Author: Alex Nieves
Search continues for most viable tenant as AEG eyes 2016 stadium completion
The Los Angeles City Council passed a unanimous vote on a plan to build a new football stadium in L.A. on Oct. 3.
Now, the city is only one step away from once again being the home to an NFL franchise. With plans to construct Farmers Field, a multi-billion dollar venue in downtown L.A. solidified, the only obstacle left is convincing a team that a move to L.A. is worth the investment.
This is an obstacle that the Anschutz Entertainment Group, the group spearheading the Farmers Field project, believes that it can overcome as early as March 2013.
L.A. is one of the of the largest and most successful media markets in the United States, reaching an estimated total of over 16 million people a year.
With seven professional sports teams that have a combined value of just under $3.4 billion, L.A. is also one of the most lucrative sports cities in the world.
However, the most successful of all American sports leagues, the National Football League, has not had a franchise in L.A. for over 18 years.
For many NFL franchises, the opportunity to call Southern California home would be an incredible enticing proposition, but there are a few scenarios that stand out as the most likely to occur.
The Buffalo Bills and the Jacksonville Jaguars are in two of the league’s smallest media markets and their images could greatly use the increased visibility that would come from a move to L.A..
While a move from Buffalo seems unlikely for the Bills, as their ownership has strong ties to western New York, a Jaguars move would make sense for both the NFL and the franchise, as the market for the team in Jacksonville is collapsing and the new ownership has little connection to the city.
The next option would come from franchises already within the state of California.
Both the Oakland Raiders and the San Diego Chargers are nearing the end of leasing deals with their outdated stadiums and neither city has prepared proposals to improve these venues or build a new stadium.

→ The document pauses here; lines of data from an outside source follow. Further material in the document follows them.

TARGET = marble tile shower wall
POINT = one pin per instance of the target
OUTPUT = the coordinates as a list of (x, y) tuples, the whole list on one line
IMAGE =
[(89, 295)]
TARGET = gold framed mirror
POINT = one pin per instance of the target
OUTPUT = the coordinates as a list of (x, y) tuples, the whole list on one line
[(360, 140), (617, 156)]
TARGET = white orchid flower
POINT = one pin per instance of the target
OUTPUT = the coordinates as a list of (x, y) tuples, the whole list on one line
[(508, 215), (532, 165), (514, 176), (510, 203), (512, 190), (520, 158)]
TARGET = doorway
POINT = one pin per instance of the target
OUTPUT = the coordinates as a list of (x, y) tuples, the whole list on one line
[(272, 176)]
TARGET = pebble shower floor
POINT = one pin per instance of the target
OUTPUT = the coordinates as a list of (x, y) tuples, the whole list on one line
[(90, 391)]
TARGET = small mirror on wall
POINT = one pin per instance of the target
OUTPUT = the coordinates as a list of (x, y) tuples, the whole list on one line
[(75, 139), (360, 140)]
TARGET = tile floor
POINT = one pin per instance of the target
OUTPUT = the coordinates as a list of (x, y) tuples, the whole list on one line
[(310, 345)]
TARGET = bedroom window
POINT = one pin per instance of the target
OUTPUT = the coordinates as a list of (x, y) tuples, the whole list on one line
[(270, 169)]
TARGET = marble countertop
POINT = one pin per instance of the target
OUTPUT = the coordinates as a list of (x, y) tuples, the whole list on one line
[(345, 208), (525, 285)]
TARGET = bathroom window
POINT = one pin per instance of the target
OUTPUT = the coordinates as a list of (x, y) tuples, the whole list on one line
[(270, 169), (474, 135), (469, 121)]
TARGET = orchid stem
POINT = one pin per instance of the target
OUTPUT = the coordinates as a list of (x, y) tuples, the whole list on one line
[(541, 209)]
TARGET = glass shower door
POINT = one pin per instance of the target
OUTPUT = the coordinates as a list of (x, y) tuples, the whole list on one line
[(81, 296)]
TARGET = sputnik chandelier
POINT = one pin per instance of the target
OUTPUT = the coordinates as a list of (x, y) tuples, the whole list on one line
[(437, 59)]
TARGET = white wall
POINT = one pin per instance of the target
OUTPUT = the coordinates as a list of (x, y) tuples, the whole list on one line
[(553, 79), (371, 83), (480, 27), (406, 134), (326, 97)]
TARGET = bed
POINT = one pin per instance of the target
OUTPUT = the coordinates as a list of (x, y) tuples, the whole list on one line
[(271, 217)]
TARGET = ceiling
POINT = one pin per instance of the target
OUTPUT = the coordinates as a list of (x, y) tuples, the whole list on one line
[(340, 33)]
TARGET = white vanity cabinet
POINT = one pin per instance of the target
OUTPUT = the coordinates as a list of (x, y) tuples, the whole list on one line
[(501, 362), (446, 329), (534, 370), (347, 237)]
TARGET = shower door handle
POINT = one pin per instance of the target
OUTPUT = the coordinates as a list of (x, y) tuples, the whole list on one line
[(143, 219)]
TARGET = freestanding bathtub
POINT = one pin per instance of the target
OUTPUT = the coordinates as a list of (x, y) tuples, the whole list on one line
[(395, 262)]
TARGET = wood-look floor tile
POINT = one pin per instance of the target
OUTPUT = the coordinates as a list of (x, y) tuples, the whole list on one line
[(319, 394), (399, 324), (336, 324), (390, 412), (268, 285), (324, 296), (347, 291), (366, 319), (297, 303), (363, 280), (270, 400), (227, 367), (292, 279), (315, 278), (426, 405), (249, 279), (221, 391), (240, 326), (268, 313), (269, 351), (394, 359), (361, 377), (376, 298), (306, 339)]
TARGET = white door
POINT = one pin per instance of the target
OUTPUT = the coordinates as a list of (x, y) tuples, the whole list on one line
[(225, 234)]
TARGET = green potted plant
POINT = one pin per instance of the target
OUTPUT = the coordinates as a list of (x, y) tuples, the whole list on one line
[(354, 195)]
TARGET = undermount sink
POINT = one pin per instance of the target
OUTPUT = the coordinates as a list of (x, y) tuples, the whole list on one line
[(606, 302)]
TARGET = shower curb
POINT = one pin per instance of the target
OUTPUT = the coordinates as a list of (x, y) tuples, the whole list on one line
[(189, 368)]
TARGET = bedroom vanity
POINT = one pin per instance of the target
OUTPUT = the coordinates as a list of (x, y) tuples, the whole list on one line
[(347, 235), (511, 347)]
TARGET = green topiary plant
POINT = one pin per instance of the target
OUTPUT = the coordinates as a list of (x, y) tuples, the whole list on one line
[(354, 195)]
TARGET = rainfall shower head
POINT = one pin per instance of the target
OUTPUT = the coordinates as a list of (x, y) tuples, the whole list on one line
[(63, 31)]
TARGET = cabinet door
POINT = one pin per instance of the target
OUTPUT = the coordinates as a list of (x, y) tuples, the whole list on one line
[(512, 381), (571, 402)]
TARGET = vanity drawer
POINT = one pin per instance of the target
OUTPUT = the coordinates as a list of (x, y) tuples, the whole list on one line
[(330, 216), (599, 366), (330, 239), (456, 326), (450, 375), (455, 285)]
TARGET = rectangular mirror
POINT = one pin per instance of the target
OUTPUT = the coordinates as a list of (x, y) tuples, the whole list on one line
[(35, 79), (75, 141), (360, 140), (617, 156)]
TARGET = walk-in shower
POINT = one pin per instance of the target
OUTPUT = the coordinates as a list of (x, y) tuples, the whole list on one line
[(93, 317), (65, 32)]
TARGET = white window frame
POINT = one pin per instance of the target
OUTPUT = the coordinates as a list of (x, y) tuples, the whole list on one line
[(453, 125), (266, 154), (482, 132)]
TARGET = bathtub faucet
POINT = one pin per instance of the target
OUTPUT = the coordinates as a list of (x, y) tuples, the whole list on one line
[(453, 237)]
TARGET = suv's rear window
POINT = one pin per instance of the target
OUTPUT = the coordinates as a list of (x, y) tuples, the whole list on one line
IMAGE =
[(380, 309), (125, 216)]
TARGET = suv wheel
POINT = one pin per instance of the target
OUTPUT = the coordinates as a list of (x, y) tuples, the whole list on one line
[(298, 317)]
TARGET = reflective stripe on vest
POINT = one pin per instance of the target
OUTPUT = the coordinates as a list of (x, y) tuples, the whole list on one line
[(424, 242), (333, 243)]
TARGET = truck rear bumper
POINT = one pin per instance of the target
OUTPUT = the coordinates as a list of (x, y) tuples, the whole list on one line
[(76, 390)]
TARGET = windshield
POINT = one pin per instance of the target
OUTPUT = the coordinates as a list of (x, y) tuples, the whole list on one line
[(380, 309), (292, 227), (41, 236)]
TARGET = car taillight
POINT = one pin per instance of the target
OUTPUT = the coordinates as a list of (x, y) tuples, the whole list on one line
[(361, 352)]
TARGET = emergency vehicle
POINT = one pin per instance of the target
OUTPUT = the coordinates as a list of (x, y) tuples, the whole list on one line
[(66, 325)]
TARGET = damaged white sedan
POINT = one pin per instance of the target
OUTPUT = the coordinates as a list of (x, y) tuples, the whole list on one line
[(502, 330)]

While both teams would greatly benefit from a move to L.A., it is far more likely that the Chargers could find themselves relocating up the I-5.
The Chargers ownership has been in serious talks with the City of L.A. about relocation in the past. Also, L.A. leadership will be unlikely to welcome back the Raiders, whose players and fans have been a major influence on L.A. gang activity and motivated the the franchise’s move north after the 1994 season.
The league could also look at expanding to 34 teams with either two teams in L.A. or one team in L.A. and the other in San Antonio, the second largest market without an NFL franchise.
While the NFL definitely has the resources for successful expansion, this would throw off the league’s seemingly perfect 32 team format with eight equal divisions consisting of four teams. However, the league has played with uneven divisions before.
For instance, there were 31 teams for the 1999 season, so it would not be a stretch to imagine league management deciding that the profits of expansion outweigh having two uneven divisions.
The agreement to build Farmers Field has came after over a year of negotiations and competition between the AEG backed investment group and the another group of billionaire developer Ed Roski Jr., which proposed a state-of-the-art venue in the City of Industry.
For the members of the L.A. City Council and Mayor Antonio Villaraigosa, The AEG plan, which also plans to improve the Convention Center and surrounding area, offered a great opportunity to revitalize the beleaguered downtown area.
“This is not just about football,’’ Villaraigosa said in an interview with the L.A. Times. “People will come to downtown from every part of the city.”
Whatever franchise finds itself in L.A., it is likely that the new team will start play in L.A. before Farmers Field’s target date of completion in 2016.
The team will have to play in one of the two historic L.A. football stadiums, the Rose Bowl and the L.A. Coliseum, which are currently the homes of the UCLA and USC football programs respectively, before moving into Farmers Field full time.